In the universe of exceptions
Professor Morgan must have sensed that protecting the independence of the University of Mauritius was going to be no easy task as long as control freaks higher up are prone to dictate their wishes to the president of an independent institution. An academic of high calibre with an inherent sense of integrity will have dismissed any attempt from any minister to interfere in the internal decisions of the university. We are now informed that the Minister of Labour would have intervened at the level of his colleague in the Cabinet to have scheduled tests modified to suit the religious convenience of a specific group of students. This was apparently conceded by the university.
One would have expected the President of UoM to come forward and voice his opinion publicly on this issue. The public at large and the young generation expect a high standard of integrity and principles from the governing body of the university. Surely, no one wishes to see diluting political interferences in the work of academics training a generation of professionals who will run the affairs of the country in a near future. The institution loses its respect when it allows specific political and communal interventions to hold sway by imposing last-minute decisions on a majority of students who have prepared themselves to take up tests at stated points in time. This is totally unacceptable as there was no ‘force majeure’ to rule in favour of the exception. On the contrary, it succeeded to put the entire student population into a state of disarray. When you measure the psychological impact of such wayward decisions on the students as a whole, you have a clear measure of the damage done.

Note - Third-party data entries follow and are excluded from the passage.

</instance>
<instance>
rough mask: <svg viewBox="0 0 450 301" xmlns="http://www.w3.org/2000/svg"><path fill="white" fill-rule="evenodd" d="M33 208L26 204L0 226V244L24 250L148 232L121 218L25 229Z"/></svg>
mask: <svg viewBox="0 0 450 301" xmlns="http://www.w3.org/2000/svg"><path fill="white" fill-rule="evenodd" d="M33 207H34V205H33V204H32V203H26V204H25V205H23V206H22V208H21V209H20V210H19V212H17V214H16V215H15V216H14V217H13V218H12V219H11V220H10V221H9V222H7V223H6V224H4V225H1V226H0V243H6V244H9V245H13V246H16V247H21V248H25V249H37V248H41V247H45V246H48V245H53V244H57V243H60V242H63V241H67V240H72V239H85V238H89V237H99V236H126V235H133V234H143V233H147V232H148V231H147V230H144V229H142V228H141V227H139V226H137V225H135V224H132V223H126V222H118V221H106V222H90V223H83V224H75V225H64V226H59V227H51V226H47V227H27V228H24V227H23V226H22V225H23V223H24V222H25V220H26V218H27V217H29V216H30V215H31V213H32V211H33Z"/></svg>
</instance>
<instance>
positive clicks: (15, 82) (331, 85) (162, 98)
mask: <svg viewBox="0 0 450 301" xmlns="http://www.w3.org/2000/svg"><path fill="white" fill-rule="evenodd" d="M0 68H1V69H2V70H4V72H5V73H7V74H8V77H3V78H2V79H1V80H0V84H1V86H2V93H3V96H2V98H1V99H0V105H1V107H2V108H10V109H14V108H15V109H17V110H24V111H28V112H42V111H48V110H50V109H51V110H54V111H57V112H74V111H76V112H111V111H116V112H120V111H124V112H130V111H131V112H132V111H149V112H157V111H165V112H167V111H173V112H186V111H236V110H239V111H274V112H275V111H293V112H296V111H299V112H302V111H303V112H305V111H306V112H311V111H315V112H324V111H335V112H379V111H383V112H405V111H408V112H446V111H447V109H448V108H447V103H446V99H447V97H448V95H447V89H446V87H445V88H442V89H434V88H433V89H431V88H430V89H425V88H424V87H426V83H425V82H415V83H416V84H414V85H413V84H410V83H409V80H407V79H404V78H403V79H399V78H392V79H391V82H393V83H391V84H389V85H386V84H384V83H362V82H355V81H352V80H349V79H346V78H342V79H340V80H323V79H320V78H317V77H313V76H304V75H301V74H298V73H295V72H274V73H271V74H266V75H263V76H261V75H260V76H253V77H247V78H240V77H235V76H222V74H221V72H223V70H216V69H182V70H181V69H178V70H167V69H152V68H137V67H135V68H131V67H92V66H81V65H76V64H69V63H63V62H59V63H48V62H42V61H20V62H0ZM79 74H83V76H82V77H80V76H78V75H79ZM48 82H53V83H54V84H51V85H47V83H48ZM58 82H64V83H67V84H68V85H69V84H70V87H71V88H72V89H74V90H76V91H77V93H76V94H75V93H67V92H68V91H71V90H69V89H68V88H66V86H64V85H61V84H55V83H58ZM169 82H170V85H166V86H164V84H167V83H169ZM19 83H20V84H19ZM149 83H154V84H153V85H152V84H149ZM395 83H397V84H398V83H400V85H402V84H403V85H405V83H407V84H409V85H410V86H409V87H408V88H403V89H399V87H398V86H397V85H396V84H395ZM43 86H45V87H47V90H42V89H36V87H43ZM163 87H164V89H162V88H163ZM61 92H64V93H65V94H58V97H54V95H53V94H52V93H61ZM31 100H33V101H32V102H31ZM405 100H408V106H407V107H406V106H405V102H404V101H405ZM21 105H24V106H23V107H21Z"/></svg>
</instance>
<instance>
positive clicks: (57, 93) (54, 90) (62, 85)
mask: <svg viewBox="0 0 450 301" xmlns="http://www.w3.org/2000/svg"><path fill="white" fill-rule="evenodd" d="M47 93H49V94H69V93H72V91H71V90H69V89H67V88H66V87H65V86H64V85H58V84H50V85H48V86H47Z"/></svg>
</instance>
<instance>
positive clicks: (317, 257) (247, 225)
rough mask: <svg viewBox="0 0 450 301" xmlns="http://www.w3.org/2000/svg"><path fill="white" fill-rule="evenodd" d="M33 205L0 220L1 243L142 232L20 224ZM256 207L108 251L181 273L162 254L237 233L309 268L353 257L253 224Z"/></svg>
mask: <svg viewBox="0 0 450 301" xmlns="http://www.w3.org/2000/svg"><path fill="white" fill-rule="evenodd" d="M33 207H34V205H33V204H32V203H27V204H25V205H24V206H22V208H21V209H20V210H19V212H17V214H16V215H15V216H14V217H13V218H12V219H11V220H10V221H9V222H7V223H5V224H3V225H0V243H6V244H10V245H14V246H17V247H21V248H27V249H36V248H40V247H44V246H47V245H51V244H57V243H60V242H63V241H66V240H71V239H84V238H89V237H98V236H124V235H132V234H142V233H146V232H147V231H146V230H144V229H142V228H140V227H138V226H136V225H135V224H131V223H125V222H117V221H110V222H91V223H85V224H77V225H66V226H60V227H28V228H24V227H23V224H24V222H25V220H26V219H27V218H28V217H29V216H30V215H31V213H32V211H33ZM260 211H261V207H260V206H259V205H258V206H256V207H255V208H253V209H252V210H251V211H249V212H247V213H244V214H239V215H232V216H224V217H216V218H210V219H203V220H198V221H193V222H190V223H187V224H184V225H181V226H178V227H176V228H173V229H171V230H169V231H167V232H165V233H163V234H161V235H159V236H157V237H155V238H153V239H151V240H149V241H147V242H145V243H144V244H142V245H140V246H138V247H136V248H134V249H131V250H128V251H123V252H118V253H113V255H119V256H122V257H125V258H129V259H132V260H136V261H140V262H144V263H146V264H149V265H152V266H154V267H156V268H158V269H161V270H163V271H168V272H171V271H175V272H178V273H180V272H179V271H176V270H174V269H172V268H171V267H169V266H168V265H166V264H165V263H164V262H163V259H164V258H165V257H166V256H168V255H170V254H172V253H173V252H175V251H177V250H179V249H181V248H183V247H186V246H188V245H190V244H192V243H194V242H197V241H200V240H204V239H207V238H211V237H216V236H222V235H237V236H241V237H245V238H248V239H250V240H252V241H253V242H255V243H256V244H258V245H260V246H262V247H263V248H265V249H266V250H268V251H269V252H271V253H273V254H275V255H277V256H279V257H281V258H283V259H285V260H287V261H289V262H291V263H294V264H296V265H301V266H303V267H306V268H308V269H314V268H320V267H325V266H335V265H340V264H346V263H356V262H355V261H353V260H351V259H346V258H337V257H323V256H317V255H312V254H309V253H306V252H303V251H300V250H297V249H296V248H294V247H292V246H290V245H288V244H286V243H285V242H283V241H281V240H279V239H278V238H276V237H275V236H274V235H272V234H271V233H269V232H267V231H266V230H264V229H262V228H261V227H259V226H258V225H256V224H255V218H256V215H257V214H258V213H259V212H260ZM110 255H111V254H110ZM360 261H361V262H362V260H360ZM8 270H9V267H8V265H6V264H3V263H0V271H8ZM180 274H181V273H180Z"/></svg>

Minister Jeetah has unfortunately given in to this demand. Public outrage should warn ministers that this manner of yielding to pressure may backfire. The Labour Minister has put himself in the front line to introduce into the domain of public education certain new elements specific to one religious group. Normally, there is an escalation of such demands from diverse groups once an exception is introduced. Tensions are unnecessarily created across the board and they often become unmanageable. For this reason, it is advisable not to invite unwanted guests to the table by refraining from going into a slant that shifts the debate to infighting rather than to advancing a broader national framework
Mauritians are educated, mature and pragmatic citizens who are treated at times like untutored children by the ruling class. With a view to calming down the stir caused by the minister’s indirect intervention into what should have been strictly matters for the UoM and the Ministry of Education to deal with, a few persons appeared on the MBC to try to justify it. This does not work out. We have succeeded as a society by keeping down sectional differences from manifesting themselves. It has been a good policy. Private practices that have been accepted so far as normal in the public domain are good enough. Instead of importing more of private practices into the public domain, it would make sense to abide rather strictly by universal values that can be adopted by each and every citizen of this country. There is no point to widen the universe of exceptions if really we want to move together towards tackling other national priorities.